Before developing any drug, we need to find a biological site of interest that can be related to a disease. For example, GPCRs are cellular receptors that regulate cell proliferation and are involved in many cancers. Thus, creating drugs targeted at GPCRs is sensible and indeed, GPCRs are one of the main areas of research in our fight against cancer. The discovery of a potential biological site is challenging because sometimes we cannot characterise it entirely and/or delivering the drug to it would not be an easy task. This also means that we need to study many different biological sites, usually thousands of them through experiments, which takes up time and money. Using AI to run simulations of biological sites allows us to screen them much faster as we are not limited by how many experiments we can carry out.
Now that the drug target is identified, we need to actually develop our drug. Traditionally, this is done by humans through trial and error, but maybe in the future, computers could design the drug for us by analysing the structure of the biological site through simulations and dataset evaluation. Large and reliable datasets are essential for machine learning – the process by which computers ‘learn’ from data – as it allows for better performance, and so better and faster drug discovery. Precisely because the datasets must be large, these will arguably force labs and pharmaceutical companies around the world to share the data of their research with each other in order to increase the performance of computers in drug discovery. Could this make patents and IP obsolete? The traditional way of making money from pharmaceutical research would not be as effective as it is today. In that hypothetical future, the benefits of sharing your information are much greater than keeping it for yourself. There are two main types of data: sequence and imaging data. The first one is about the sequences of DNA, RNA and proteins, whereas the second is about structures of molecules/cells like proteins/mitochondria. There is another type of data that has the potential to revolutionise the way we understand genetics and drug discovery: epigenetic data, meaning the changes in gene activity caused by the environment. However, epigenetic data is very variable between individuals. Thus, the data is subject to particular interpretations and may not be easily storable.

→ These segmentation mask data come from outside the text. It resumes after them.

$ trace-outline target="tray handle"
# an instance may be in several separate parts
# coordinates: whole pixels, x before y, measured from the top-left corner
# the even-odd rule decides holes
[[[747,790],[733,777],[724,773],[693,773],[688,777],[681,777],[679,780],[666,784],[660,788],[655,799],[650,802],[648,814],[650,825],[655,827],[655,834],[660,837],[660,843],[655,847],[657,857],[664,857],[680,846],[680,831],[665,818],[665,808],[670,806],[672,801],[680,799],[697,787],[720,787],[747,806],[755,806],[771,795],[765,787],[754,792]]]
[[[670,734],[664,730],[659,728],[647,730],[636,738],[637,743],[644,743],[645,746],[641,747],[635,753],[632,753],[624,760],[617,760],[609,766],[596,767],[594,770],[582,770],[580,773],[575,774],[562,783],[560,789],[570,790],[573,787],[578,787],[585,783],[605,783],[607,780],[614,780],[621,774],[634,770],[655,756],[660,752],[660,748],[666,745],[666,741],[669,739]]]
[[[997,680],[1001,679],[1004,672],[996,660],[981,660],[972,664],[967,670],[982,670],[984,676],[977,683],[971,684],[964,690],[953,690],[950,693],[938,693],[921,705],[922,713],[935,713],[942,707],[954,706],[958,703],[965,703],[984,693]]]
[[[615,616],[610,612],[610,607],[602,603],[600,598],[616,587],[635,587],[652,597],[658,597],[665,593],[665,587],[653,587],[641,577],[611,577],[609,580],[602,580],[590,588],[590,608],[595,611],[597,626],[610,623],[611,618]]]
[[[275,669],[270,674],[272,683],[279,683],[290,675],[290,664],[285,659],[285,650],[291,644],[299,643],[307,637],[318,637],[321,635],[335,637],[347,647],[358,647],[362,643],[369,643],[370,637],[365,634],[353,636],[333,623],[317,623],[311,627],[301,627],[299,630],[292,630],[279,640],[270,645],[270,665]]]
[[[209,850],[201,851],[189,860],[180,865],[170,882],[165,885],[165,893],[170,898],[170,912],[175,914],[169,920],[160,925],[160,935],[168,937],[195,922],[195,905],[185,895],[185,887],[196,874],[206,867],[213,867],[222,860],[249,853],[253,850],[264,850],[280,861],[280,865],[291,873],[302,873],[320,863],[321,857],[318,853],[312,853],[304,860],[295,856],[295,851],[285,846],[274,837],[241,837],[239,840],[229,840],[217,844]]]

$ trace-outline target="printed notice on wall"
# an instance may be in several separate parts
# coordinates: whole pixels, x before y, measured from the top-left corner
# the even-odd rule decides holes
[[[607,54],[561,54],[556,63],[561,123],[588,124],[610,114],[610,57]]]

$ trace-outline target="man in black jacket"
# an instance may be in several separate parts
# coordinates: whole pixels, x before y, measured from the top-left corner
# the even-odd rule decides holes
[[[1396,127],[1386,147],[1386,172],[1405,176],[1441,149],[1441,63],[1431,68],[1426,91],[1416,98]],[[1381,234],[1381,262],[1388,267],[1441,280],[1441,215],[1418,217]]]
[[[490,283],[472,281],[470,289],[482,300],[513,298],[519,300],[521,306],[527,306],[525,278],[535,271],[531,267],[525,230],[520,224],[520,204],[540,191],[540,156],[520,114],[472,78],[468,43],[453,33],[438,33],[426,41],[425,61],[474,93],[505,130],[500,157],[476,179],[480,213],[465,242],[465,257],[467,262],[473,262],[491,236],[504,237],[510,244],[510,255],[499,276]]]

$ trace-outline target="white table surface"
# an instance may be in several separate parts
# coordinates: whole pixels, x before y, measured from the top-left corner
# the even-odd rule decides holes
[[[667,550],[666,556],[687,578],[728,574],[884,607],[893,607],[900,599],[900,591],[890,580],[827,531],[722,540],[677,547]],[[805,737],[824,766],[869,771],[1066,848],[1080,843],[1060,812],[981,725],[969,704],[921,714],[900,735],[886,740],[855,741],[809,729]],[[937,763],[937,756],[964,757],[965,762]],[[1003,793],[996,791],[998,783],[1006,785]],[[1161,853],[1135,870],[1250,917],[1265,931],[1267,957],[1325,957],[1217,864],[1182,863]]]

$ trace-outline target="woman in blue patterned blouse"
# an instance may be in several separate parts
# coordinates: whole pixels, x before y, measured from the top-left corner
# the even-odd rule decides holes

Computers acquire information from these large datasets to integrate into their behaviour patterns to optimise their responses in a process called deep learning. The capability of deep learning is unbelievable. With it, computers can determine the structure of proteins by just reading their amino acid sequence. This is a milestone in molecular biology, as predicting how proteins fold has been impossible for humans to determine as there are too many factors to take into account.
Having said that, a world where all drugs are designed by computers is still far away. Even though there are many companies dedicated to this area of research and there are already functional prototypes, the pharmaceutical industry moves very slowly and mass-scaling a product is complicated not only due to logistics but also the necessity to guarantee high efficiency and safety.

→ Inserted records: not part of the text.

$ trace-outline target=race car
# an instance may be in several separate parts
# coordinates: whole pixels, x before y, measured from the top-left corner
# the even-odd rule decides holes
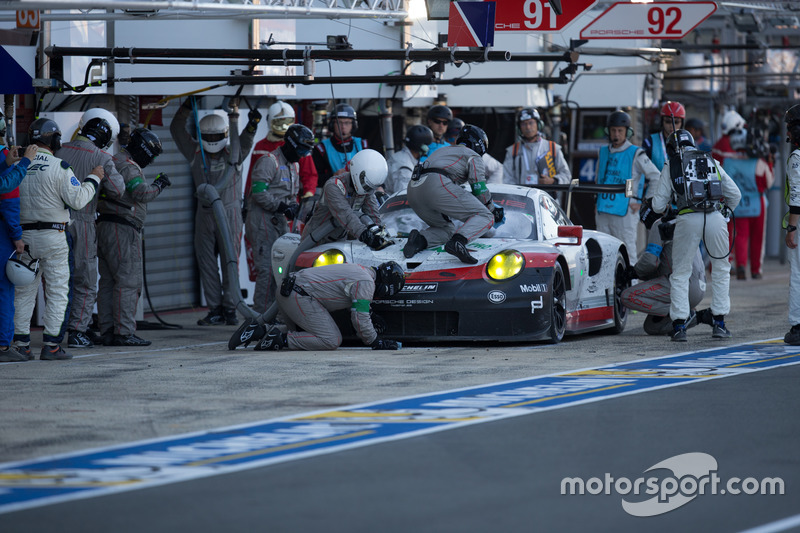
[[[399,263],[406,272],[403,290],[372,303],[376,329],[391,339],[557,343],[565,334],[622,332],[627,310],[620,294],[630,285],[625,244],[573,225],[547,192],[501,184],[489,189],[504,208],[505,220],[469,243],[478,258],[475,265],[462,263],[443,245],[406,259],[402,249],[409,233],[425,224],[402,191],[381,206],[391,245],[373,250],[358,240],[323,244],[295,254],[295,268]],[[276,277],[288,271],[298,242],[291,234],[278,239],[273,248]],[[349,320],[337,322],[346,335]]]

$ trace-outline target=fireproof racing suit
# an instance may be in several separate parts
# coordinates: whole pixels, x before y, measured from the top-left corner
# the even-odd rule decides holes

To conclude, at present, there is a need for significant investment, in order to develop and commercialise drugs. Pharmaceutical companies and research institutions are under constant pressure to obtain more patents, which do not necessarily succeed in the goal of drugs: to improve people’s quality of life. Not only could computers dramatically accelerate the drug development process, but they might also democratise it by forcing organisations to make their data public.